Chaque hiver, le sel joue un rôle crucial pour la sécurité des routes sur tout le territoire français. Pour accompagner les collectivités dans cette mission, les acteurs de l'industrie du sel s'organisent au sein d'une chaîne complexe. Selon le ministère des Transports, entre 400 000 et 800 000 tonnes de sel sont appliquées chaque année sur l'ensemble des réseaux routiers, un chiffre qui varie considérablement en fonction des conditions météorologiques.
Gaëtan Chapleau, directeur général de Quadrimex Sels, l'un des principaux fournisseurs de sel de déneigement en France, avertit que la gestion des stocks est un défi d’ampleur. « À l’heure actuelle, nous constatons des demandes bien plus élevées dans certaines régions, particulièrement dans le nord-ouest où un client a récemment commandé 2 000 tonnes, alors qu'il avait prévu seulement 500 tonnes pour toute l'année 2025 », explique-t-il. Malgré cela, certains secteurs, comme le nord-est, font face à des besoins plus modérés selon Ludovic Malaty, directeur méthode et matériel chez APRR. « Nous avons utilisé près de 9 000 tonnes de sel entre novembre et décembre, une quantité relativement ordinaire », souligne-t-il.

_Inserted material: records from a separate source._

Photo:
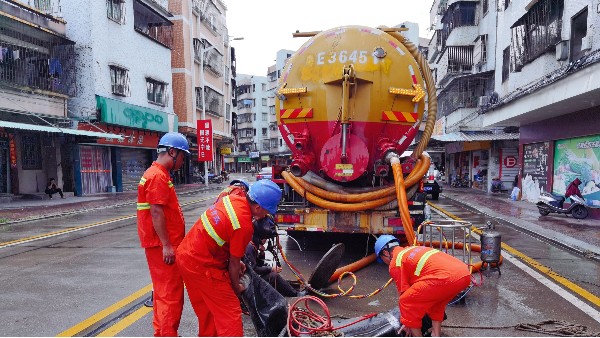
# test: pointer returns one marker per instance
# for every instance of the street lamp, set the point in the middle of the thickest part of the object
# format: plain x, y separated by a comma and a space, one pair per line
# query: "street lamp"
203, 51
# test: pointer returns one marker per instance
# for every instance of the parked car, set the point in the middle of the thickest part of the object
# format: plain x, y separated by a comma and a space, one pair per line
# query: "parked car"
265, 173
430, 182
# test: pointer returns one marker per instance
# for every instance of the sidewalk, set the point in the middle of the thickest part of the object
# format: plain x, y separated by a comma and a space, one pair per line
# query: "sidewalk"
20, 210
582, 236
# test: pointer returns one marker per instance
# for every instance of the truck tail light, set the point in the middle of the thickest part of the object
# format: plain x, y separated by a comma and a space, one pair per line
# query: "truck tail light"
288, 218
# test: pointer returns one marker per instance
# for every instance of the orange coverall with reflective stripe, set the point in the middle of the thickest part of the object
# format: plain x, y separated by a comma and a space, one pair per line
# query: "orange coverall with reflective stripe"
155, 187
427, 280
223, 231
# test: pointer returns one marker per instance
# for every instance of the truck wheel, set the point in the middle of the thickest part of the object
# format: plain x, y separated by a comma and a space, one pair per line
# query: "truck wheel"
579, 212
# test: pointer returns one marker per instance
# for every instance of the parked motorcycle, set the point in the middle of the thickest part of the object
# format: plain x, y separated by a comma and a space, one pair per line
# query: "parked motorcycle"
549, 203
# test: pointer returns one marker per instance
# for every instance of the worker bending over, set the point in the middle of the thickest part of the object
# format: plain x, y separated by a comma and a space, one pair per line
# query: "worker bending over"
427, 280
209, 257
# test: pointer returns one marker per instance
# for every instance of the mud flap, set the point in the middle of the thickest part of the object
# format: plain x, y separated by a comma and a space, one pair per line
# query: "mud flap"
268, 309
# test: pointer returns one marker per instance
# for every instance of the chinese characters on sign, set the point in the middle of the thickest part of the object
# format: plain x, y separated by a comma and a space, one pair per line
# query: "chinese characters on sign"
204, 130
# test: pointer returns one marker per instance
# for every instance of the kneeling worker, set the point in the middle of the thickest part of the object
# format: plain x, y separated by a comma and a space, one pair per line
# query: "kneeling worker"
209, 257
427, 280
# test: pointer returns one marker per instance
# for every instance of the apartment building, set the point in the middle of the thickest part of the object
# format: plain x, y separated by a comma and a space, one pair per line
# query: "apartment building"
523, 68
253, 142
279, 151
203, 66
123, 53
38, 76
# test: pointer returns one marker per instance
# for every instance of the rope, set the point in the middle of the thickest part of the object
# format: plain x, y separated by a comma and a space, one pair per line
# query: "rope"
306, 321
561, 328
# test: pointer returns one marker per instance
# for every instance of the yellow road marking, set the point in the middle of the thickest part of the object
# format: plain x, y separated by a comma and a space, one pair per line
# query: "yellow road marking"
105, 313
537, 265
125, 322
77, 228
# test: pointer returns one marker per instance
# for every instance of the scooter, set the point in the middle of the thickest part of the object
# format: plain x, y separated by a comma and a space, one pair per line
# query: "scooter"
549, 203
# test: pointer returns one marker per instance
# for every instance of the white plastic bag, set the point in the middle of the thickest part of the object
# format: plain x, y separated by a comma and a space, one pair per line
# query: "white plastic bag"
514, 195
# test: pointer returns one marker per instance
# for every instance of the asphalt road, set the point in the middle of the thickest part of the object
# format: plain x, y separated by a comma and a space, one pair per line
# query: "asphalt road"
90, 278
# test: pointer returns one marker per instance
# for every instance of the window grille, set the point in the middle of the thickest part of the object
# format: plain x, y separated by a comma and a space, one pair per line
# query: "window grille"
31, 152
115, 10
119, 81
537, 32
157, 92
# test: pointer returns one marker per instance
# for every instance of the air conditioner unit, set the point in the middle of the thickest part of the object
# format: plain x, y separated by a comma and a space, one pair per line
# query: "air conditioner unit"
483, 101
562, 50
586, 43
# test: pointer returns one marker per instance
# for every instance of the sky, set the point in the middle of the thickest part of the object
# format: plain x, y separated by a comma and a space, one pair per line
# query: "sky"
267, 25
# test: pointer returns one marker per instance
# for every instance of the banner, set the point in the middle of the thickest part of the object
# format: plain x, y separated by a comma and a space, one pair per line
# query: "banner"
578, 158
204, 131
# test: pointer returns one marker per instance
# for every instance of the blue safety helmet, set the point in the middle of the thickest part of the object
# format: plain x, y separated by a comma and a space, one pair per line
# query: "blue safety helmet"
381, 242
267, 194
240, 182
173, 140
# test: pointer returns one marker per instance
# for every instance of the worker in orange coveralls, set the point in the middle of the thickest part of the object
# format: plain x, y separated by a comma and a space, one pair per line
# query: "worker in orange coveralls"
427, 280
161, 228
209, 257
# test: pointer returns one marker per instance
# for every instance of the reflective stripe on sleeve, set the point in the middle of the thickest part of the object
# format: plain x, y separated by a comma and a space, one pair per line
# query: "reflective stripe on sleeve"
235, 223
422, 261
143, 206
210, 230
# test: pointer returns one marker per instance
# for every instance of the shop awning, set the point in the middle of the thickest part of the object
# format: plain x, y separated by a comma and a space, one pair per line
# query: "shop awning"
52, 129
476, 136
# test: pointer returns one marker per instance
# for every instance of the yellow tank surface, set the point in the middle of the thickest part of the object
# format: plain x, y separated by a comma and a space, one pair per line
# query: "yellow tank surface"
346, 99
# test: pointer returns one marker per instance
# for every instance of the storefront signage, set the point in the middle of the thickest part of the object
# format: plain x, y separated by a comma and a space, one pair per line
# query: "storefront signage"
578, 158
124, 114
205, 142
510, 161
535, 170
131, 137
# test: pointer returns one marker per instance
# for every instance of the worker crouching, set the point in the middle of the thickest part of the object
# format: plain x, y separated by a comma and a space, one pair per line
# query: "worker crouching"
427, 280
209, 257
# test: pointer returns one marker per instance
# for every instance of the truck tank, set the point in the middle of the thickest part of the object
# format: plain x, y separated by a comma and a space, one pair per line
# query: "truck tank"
348, 101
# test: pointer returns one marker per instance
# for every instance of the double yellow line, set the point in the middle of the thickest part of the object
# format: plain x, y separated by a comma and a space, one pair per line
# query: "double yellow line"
119, 326
537, 265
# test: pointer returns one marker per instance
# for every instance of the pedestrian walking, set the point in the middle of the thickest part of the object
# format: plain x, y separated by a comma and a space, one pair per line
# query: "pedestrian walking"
161, 229
427, 280
52, 188
209, 257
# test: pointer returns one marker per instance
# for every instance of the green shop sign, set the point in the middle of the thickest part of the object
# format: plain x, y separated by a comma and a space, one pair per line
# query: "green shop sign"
129, 115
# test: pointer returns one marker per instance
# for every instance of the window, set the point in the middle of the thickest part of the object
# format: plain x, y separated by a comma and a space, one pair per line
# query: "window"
579, 36
115, 10
31, 152
505, 63
119, 81
157, 92
152, 25
537, 32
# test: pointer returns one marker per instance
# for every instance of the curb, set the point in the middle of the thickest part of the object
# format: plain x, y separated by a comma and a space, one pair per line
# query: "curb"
587, 253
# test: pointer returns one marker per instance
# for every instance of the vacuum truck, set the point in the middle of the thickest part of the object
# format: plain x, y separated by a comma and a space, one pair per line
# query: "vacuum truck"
349, 102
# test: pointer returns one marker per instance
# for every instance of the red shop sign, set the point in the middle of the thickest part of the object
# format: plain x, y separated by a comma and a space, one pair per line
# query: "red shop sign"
205, 149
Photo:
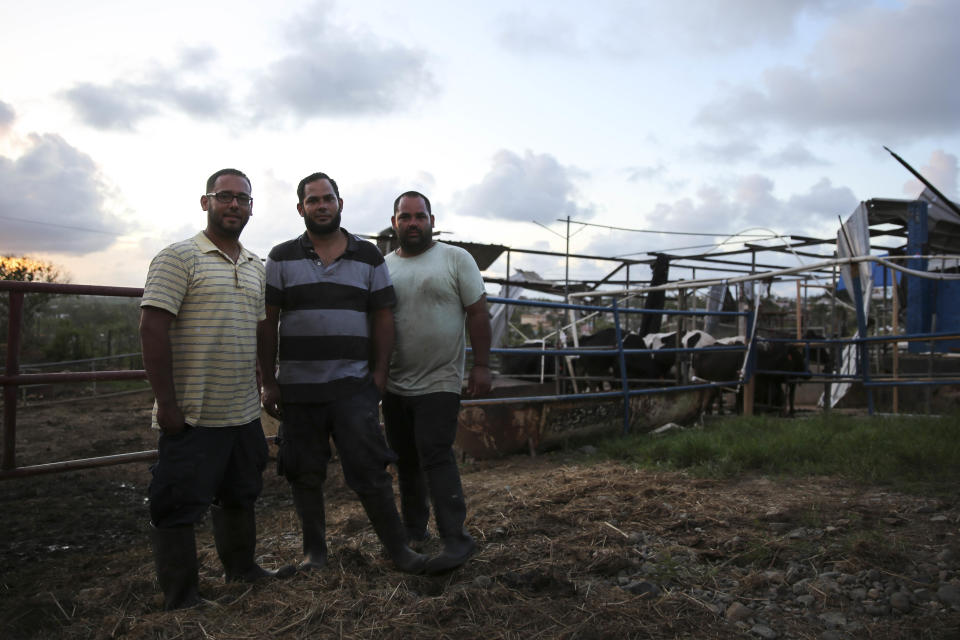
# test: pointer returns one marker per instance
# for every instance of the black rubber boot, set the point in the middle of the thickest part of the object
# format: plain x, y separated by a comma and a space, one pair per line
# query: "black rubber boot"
235, 536
310, 509
175, 552
450, 510
414, 504
386, 522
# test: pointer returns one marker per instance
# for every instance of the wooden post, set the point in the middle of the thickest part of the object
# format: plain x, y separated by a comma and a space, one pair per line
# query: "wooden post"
895, 298
799, 313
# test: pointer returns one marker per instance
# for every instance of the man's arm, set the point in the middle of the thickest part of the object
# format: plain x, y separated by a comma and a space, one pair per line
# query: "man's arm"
158, 361
267, 341
478, 326
382, 334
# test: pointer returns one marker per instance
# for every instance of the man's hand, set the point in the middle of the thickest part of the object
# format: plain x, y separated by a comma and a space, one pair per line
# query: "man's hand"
478, 383
270, 399
170, 418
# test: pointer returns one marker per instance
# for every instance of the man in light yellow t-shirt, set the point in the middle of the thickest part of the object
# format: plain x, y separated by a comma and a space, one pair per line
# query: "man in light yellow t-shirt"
202, 302
438, 287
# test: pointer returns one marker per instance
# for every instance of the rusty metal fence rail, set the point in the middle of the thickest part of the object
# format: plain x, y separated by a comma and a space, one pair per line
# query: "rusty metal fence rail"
12, 378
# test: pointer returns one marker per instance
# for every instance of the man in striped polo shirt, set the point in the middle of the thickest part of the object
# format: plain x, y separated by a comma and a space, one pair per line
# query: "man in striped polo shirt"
198, 328
331, 295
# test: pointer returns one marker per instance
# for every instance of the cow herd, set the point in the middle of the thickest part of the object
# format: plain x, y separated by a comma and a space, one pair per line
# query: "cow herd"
667, 359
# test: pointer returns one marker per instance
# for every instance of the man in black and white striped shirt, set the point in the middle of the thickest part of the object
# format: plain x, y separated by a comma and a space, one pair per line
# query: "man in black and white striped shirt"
329, 307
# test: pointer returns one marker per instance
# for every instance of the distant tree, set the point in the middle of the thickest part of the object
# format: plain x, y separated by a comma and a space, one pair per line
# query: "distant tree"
27, 269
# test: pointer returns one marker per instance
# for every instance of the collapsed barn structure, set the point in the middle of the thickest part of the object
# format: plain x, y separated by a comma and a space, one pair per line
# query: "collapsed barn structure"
665, 337
873, 310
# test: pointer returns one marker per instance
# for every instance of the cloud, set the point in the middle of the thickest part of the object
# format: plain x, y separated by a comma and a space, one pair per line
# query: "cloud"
52, 198
823, 200
794, 155
877, 73
7, 116
521, 32
333, 72
736, 24
528, 187
731, 151
123, 104
941, 170
638, 174
330, 71
748, 202
628, 29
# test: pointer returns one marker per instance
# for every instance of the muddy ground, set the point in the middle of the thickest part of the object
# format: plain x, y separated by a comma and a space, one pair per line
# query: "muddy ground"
569, 548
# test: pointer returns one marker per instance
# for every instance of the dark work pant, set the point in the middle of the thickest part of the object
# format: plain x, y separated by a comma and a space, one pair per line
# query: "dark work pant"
203, 465
354, 424
421, 429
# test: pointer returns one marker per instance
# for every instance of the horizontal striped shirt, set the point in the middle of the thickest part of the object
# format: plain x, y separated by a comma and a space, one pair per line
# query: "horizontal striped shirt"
324, 331
213, 339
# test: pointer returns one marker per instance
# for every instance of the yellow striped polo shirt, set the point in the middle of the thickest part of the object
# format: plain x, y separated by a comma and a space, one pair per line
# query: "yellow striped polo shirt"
213, 339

Le secteur du sel en France, qui représente environ 3 200 emplois directs, a une production annuelle d'environ six millions de tonnes. Il est important de noter que 35 % à 40 % de ce sel est importé d'autres pays européens comme l'Espagne, la Pologne et même du nord de l'Afrique. Ce mélange permet non seulement d'approvisionner les routes, mais aussi de répondre à des variations de demande imprévues.
Le sel routier provient de deux sources principales : les mines souterraines de sel gemme, comme celle de Varangéville, et les marais salants où l'eau de mer s'évapore. Chacune de ces sources constitue environ 50 % du marché. Une fois extrait, le sel est traité et souvent mélangé à des additifs pour augmenter son efficacité. Il est ensuite entreposé stratégiquement, permettant aux fournisseurs de répondre rapidement aux besoins des collectivités locales.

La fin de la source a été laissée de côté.